About a dozen years ago, Mr. Singer moved to the DC area after he was recruited to work for a group called Revolution, which was started by the founder of AOL, Steve Case. At the time, Revolution was investing in healthcare companies, so Mr. Singer led the healthcare investments for a couple of years. Then, when Revolution sold off all of its healthcare companies, nine years ago, Mr. Singer accepted the job as CEO of BrainScope, which was the last healthcare investment that Revolution had made, and that is where he is now.

Problem-solving and resilience are two skills that Mr. Singer practices today at BrainScope. BrainScope has raised over 90 million dollars, but that obviously came at a price since it is such a small company. Mr. Singer believes that it is vital in young people to be able to take a good punch, stand up, dust yourself off, and move on.
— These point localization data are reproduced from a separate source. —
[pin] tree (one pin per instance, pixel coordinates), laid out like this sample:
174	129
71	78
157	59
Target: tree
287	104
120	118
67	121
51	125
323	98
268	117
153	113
Not only at BrainScope did he have to live through a tremendous amount of headwind, but also during his break into investment banking, he had to utilize his ability to do analytics and his ability to deconstruct a problem to find how a company can strategically move in a positive or new direction that can be transformative.

At the moment, when he looks at young people, Mr. Singer would say that he looks for traits of drive, motivation, and tenacity. Mr. Singer sees younger people from all kinds of great schools, such as Princeton or University of Michigan or University of Texas, and all of these students are incredibly smart. However, Mr. Singer believes that while the school brand will carry you to get an interview, during and after the interview, what matters most is drive and motivation. Other important skills to cultivate according to Mr. Singer are individual thinking, the ability to break problems apart, and a questioning mind.

However, most important is the drive, motivation, and tenacity. Older people are looking for millennials that have the hunger and desire, and if you have that as an undergraduate student, then you are one step ahead.